Wie bei einem Puzzle zerlegt Kellner die architektonischen Leuchttuerme europaeischer Metropolen von London bis Lissabon. Doch nicht Zerstoerungswut ist sein Antrieb. Vielmehr schafft er aus den Truemmern etwas Neues, Paradoxes. Seine Puzzlesteine scheinen zu tanzen. Architektur, die es gern mit der Ewigkeit aufnehmen will, wird so vom Sockel geholt.

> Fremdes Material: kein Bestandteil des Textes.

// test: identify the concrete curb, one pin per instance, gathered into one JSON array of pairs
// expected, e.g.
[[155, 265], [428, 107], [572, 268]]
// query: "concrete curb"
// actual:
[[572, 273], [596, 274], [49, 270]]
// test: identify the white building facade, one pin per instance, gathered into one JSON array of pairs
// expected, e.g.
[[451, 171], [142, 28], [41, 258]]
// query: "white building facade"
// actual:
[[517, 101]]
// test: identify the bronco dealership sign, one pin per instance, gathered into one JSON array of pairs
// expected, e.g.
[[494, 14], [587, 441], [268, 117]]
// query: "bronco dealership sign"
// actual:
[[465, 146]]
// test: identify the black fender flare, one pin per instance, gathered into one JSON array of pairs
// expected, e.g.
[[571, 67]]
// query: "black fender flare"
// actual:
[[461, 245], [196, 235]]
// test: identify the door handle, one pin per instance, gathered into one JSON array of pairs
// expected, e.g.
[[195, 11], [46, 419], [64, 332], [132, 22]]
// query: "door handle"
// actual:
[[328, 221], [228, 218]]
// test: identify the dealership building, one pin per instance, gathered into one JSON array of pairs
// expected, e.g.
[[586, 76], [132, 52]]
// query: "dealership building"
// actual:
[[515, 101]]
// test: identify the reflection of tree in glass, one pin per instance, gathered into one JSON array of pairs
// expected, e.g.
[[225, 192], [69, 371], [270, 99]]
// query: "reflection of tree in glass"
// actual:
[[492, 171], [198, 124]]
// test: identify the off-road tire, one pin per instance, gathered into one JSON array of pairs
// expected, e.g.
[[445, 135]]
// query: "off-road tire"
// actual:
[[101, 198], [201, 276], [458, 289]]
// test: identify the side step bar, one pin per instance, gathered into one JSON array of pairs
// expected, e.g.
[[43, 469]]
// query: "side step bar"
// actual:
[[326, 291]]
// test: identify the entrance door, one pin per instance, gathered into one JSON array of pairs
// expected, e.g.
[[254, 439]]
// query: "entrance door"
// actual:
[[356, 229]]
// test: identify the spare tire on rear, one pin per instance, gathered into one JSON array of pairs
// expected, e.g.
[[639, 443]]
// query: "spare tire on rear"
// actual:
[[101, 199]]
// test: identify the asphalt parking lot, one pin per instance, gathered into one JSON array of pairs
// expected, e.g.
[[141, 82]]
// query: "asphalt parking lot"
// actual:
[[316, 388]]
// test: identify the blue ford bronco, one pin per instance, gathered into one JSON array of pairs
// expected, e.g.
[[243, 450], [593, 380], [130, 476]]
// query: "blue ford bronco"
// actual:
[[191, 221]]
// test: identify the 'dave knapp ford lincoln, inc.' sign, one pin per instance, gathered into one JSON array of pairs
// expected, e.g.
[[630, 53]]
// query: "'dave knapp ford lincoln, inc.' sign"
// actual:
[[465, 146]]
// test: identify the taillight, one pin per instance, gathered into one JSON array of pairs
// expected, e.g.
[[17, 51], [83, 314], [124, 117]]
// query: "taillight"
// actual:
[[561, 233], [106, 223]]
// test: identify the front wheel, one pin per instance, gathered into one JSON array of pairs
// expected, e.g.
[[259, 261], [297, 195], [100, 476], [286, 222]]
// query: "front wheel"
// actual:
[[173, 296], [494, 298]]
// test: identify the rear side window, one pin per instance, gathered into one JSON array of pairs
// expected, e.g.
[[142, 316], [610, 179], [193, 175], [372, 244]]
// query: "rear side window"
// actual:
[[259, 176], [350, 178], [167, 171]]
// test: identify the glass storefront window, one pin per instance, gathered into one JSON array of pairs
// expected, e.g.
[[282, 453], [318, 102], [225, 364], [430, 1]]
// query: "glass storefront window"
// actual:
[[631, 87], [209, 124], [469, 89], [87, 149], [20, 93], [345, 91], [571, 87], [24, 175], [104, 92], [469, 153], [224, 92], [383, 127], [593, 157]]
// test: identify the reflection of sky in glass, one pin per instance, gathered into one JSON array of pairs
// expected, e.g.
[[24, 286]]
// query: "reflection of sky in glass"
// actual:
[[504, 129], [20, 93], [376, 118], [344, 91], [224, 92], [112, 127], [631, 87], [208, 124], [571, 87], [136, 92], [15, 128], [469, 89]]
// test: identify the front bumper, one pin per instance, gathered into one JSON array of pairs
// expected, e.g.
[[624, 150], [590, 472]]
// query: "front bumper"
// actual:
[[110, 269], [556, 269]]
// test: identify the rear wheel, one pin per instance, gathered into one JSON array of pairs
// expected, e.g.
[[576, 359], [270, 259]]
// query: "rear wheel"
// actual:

Meist setzt sich ein Bild aus den bis zu 36 Negativen eines Kleinbildfilms zusammen. „Ich habe aber auch schon mehrere Filme fuer ein einziges Bild verwendet“, so der Fotokuenstler. Zu sehen waren seine Arbeiten vieler Herren Laender, Beifall gab’s ueberall. Als das Moelkauer Kamera- und Fotomuseum Wind von Kellners juengsten Buch- und Ausstellungsplaenen bekam, meinten seine Macher Kerstin Langner und Andreas J. Mueller, dass sich auch Hiesiges, wie Hauptbahnhof und Wintergartenhochaus fuer Fotos anbieten wuerde: „Stimmt“, sagt Kellner. „So entstand mein Leipzig-Zyklus.“
(aus: Leipziger Volkszeitung, Ingolf Rosendahl, 25.1.2002)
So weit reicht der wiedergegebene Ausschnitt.